Quando a lei dizia que ia libertar escravos com 60 anos,

estava, na verdade, libertando escravos muito mais jovens, de fato.

E é isso que dá a grande reação,

que vem outra vez os clubes da lavoura,

uma grande reação escravista.

A mesma classe política que ditou os rumos do Brasil

desde a independência.

Daí o ministro que propôs essa lei caiu,

foi derrubado,

assumiu um novo primeiro-ministro

e passou uma lei dos sexagenários.

E, na prática, ele estendeu o prazo.

A título de indenização,

os escravizados com mais de 60 anos

deveriam ainda prestar mais três anos de serviço.

E ainda ele colocou um penduricalho

para que tudo isso começasse a valer só a partir de 87.

Daí, para os abolicionistas, aquilo foi o estopim.

Então, quando chega em 88,

na verdade, não estão vigindo

nem a lei do ventre livre,

nem a lei dos sexagenários.

Então, muita gente também diz assim,

ah, quando chega em 88 e tem a abolição,

já não tinha mais escravos para libertar.

Não é bem verdade.

Formalmente, você tinha 700 e poucos mil escravos,

mas, de fato, você tinha muito mais.

Essa história que a gente conta normalmente

que você vai abolir na escravidão gradualmente,

não é verdade.

Esse foi um processo que,

sem a mobilização política do movimento abolicionista,

nenhuma dessas leis teria libertado a escravidão por si mesmo,

porque elas não estavam sendo efetivadas.

Então, sem a pressão abolicionista contínua ali,

sabe-se lá quando é que isso teria sido aprovado,

porque tinha projeto aprovando o fim da escravidão

até para 1930.

E as pessoas negras não iriam esperar mais 40 anos pela liberdade.

Elas foram lá e derrubaram a escravidão.

Esse primeiro ministro que assumiu,

indicado pelo Dom Pedro II,

era o Barão de Cotegipe, um escravista baiano.

No meio da ascensão abolicionista,

com o país tomado de eventos abolicionistas,

associações abolicionistas,

você nomeia um escravista.

Então, os abolicionistas falam,

agora não vai dar para continuar fazendo

só o que a gente vinha fazendo.

Eles tentam, mas as conferências públicas

são desbaratadas por milícias,

às vezes pela própria polícia,

abolicionistas são perseguidos.

Agora é realmente a hora de fazer.

Já tem o Ceará livre mesmo,

então vamos incentivar os escravos a fazerem o que, na verdade,

os escravos por si mesmos sempre fizeram,

que é fugir em toda oportunidade.

Então, o que acaba acontecendo agora

é o que eu chamo de fugas coletivas orientadas.
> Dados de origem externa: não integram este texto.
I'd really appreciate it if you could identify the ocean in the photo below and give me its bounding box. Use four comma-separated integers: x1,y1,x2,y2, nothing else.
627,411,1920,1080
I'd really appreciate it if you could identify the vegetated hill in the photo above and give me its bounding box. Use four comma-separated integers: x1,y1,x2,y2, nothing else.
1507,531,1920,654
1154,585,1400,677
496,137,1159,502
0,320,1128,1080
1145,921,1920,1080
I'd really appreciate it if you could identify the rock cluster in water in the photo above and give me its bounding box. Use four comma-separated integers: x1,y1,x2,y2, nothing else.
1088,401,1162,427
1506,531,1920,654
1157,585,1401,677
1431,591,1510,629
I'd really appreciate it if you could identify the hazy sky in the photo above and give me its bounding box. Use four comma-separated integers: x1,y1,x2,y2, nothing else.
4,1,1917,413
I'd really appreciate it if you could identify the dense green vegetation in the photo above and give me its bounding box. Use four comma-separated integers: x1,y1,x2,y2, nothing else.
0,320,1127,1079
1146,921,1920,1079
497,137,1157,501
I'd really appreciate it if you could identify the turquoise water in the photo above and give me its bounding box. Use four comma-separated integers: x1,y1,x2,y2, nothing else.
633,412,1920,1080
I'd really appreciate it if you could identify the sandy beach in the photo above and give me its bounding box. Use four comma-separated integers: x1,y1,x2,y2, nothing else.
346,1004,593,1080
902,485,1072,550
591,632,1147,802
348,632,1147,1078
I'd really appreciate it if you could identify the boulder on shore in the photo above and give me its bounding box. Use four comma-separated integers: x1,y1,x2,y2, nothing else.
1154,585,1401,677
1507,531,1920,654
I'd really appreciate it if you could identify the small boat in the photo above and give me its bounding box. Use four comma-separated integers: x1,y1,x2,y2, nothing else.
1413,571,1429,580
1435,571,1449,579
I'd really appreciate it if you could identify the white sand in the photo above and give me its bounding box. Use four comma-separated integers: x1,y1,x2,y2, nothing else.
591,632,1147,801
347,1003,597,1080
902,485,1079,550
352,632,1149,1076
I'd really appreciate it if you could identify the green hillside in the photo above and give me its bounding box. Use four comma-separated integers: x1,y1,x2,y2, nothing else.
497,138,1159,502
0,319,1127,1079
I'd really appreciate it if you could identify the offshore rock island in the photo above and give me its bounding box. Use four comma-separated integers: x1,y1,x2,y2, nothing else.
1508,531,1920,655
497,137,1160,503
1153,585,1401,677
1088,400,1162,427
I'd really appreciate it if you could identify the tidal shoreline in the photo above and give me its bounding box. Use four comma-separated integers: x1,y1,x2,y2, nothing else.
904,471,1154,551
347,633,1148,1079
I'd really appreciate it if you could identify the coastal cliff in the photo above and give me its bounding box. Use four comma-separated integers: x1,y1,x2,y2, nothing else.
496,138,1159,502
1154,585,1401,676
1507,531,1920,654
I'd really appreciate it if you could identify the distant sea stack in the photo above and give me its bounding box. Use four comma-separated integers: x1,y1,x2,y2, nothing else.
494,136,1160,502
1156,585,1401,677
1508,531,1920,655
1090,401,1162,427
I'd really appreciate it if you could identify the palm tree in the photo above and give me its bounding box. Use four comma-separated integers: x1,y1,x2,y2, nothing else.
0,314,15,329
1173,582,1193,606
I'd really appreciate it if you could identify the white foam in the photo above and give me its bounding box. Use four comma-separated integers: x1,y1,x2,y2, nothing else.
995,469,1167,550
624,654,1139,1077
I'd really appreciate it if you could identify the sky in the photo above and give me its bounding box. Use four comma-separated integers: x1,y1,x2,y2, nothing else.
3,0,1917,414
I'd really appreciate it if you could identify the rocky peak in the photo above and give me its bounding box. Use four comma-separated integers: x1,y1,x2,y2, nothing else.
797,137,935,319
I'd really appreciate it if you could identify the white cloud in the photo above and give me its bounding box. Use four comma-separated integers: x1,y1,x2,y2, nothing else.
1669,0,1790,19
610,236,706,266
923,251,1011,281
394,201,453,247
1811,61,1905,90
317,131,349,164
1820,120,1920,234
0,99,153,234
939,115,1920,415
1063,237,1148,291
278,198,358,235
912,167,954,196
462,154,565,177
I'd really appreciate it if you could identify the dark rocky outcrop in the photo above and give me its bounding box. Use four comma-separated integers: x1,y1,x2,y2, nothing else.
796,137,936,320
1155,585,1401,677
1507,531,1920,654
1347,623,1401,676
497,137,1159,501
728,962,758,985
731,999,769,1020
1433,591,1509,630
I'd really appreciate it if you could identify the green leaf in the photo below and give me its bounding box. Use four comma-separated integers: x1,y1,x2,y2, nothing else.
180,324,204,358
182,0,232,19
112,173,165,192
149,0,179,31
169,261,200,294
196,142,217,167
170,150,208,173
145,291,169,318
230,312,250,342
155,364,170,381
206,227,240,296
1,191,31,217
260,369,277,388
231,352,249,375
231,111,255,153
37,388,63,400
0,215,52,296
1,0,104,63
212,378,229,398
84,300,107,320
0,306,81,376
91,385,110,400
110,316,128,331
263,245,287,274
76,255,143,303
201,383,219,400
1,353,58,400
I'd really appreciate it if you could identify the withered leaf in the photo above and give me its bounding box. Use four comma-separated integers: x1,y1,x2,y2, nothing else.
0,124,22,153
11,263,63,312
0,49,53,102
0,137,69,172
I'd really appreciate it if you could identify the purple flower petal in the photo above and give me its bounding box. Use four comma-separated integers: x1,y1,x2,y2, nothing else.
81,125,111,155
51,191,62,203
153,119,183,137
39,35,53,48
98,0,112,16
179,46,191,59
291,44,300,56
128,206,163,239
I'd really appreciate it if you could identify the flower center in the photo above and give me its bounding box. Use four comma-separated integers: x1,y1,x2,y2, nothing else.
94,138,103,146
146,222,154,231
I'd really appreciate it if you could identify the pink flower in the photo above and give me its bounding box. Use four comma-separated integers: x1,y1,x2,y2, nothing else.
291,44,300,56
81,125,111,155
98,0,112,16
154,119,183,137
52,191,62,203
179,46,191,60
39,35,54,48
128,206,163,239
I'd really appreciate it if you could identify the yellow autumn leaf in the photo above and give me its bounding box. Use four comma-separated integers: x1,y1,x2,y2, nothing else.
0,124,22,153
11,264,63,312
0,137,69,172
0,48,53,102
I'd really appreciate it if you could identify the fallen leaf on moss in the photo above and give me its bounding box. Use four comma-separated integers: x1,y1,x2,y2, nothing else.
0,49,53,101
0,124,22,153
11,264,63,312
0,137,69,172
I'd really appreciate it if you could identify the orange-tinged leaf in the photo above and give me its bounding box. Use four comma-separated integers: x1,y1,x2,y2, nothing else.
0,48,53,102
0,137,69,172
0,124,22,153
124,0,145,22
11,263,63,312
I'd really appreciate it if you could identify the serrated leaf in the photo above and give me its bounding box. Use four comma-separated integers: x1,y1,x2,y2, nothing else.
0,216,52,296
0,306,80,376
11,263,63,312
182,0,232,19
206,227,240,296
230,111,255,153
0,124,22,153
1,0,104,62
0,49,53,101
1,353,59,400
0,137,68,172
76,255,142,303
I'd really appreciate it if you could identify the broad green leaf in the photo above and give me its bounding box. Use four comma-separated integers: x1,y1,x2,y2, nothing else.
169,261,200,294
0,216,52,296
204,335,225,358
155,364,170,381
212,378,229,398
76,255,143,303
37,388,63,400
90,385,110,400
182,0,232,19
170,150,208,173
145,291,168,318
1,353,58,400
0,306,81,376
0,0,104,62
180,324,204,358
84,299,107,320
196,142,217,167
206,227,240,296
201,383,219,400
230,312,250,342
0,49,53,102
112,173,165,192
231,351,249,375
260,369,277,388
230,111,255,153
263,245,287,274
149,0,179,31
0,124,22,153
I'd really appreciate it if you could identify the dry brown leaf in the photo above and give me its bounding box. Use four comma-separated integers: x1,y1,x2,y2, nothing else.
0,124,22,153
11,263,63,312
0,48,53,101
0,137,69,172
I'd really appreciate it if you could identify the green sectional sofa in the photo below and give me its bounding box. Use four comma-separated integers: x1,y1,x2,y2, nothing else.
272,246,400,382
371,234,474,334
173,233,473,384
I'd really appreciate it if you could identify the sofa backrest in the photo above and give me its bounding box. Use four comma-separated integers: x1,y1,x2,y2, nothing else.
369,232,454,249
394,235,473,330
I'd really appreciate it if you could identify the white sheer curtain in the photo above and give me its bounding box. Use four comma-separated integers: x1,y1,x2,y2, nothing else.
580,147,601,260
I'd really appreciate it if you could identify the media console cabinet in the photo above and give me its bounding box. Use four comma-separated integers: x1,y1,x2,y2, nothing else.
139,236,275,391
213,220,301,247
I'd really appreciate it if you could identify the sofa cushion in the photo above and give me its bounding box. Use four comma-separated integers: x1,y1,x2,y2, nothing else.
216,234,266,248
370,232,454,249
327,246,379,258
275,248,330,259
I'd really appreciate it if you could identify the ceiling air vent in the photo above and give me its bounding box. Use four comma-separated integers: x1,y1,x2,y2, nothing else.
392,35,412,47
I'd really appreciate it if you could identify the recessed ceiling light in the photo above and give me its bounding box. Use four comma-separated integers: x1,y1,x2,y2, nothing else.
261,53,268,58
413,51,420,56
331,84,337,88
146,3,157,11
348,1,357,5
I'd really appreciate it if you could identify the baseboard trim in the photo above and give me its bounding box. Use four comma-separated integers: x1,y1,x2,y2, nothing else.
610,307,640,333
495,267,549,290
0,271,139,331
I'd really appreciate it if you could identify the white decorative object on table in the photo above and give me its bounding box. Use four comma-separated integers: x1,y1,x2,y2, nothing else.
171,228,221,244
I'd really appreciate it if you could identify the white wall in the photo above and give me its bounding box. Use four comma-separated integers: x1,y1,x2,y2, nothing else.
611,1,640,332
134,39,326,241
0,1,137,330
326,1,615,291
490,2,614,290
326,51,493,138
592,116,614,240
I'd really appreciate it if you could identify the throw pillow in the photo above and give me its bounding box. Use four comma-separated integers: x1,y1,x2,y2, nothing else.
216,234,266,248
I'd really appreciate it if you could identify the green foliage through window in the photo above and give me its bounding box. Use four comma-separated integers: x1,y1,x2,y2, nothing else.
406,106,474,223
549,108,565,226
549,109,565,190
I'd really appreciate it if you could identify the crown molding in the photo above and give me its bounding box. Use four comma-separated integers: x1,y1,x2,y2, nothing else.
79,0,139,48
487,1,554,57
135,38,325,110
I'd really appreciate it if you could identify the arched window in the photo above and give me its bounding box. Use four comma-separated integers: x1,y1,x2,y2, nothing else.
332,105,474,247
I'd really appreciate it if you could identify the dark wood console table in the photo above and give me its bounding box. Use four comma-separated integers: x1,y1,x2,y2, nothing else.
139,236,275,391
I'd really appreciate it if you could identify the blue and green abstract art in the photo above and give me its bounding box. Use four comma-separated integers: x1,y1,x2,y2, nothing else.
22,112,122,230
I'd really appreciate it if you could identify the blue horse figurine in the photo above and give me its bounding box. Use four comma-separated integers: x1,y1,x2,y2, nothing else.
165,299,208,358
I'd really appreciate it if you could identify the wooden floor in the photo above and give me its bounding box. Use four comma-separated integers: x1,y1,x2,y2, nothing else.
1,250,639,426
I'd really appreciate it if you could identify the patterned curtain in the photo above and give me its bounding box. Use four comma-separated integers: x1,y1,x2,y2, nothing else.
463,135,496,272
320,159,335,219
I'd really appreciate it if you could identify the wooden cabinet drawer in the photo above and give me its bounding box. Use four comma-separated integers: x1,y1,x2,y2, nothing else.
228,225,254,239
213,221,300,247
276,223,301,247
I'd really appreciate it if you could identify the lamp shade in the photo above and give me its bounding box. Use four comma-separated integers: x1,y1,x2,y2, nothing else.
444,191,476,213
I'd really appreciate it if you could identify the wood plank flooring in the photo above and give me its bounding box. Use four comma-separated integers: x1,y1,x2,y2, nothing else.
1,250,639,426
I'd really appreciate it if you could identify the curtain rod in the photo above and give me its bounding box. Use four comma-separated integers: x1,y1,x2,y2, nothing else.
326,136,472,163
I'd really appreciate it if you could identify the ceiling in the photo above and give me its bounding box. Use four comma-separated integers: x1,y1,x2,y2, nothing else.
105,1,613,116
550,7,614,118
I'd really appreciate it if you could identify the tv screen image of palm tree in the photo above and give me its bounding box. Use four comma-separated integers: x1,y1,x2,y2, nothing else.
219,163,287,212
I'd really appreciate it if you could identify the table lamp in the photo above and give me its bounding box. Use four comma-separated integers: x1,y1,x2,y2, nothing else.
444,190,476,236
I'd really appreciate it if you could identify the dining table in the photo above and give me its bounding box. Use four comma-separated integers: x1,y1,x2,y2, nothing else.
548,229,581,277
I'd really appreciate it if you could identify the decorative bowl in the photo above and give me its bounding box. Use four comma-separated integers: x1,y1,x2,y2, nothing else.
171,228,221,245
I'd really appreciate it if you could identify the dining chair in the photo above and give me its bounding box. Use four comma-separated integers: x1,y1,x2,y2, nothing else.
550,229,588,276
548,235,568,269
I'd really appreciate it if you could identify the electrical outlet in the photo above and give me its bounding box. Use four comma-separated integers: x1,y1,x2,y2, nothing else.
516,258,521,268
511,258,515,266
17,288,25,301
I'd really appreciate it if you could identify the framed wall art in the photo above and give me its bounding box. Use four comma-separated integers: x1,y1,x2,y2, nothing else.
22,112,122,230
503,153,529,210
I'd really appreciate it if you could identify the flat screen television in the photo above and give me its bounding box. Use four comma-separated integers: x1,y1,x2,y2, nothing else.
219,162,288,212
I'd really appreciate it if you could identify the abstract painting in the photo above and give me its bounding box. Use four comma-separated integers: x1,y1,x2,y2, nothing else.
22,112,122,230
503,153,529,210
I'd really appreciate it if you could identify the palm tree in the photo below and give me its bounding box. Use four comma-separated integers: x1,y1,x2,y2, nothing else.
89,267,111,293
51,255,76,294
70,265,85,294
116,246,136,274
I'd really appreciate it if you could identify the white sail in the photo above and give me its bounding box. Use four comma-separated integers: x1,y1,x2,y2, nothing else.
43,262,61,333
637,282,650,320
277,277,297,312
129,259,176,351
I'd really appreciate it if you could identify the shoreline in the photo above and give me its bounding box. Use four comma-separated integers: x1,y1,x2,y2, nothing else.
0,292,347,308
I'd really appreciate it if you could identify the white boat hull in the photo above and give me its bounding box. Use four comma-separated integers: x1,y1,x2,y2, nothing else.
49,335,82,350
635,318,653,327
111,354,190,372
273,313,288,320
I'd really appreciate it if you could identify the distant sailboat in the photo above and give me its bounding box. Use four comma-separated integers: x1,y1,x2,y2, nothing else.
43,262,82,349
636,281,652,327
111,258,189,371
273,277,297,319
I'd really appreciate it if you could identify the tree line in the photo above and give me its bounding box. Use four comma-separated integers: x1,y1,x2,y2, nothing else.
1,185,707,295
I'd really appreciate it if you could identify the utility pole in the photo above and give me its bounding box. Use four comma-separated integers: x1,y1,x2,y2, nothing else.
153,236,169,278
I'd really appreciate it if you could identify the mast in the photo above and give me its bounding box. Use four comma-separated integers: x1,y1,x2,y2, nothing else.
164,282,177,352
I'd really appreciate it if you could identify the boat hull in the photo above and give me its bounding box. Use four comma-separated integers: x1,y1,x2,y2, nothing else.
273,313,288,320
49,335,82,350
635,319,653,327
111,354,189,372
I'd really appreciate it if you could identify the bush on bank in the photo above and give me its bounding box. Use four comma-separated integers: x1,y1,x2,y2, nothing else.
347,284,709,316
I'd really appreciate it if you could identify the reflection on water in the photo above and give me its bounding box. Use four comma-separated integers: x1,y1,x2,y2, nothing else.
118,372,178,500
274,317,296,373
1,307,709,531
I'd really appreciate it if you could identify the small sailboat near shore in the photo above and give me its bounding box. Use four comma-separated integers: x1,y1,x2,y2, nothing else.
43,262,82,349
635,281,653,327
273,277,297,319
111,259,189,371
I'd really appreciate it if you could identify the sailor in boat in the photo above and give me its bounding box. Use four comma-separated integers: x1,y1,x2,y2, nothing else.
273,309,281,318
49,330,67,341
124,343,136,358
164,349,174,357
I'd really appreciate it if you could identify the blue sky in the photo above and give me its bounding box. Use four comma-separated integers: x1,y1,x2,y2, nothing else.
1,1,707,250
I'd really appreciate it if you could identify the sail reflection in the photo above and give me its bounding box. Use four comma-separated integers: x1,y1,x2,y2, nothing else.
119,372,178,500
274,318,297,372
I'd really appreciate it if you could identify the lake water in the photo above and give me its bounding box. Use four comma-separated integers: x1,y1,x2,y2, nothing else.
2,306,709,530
Não é que os abolicionistas inventam o fenômeno,

mas é que eles organizam a fuga.

A estratégia bem-sucedida no Ceará

de libertação da província

acontece também no Amazonas

e quase acontece em várias outras províncias

que libertam, declaram libertadas várias outras cidades,

no Rio Grande do Sul, em Goiás.

E aí tem relatos de fugas

em que daí os próprios escravos, recebendo essa informação,

eles também começam a organizar as próprias fugas.

Então você tem um momento de desorganização da ordem escravista.

Isso é importante também para mostrar esse caráter popular

do movimento abolicionista brasileiro.

Paralelamente à política tida como oficial,

a dos espaços de poder,

havia toda essa ação política popular

que acontecia nas ruas, nas fazendas, nas matas.

No interior de São Paulo, na região de Itu,

teve um grupo de fugitivos que saiu de diversas fazendas da região.

E vai ganhando adesões, vai atravessando cidades.

É uma massa de velhos, crianças, homens, mulheres, que vai indo.

Vai ficando todo mundo de cabelo em pé, a imprensa vai noticiando.

E quando chega na Serra do Mar,

o governo imperial, do barão de Cotegipe,

manda fuzilar, atira.

É um morticínio do qual o próprio exército, em seguida, se envergonha.

É um evento decisivo que choca o país,

mas também porque o próprio exército,

daí o marechal Deodoro manda uma carta para Isabel.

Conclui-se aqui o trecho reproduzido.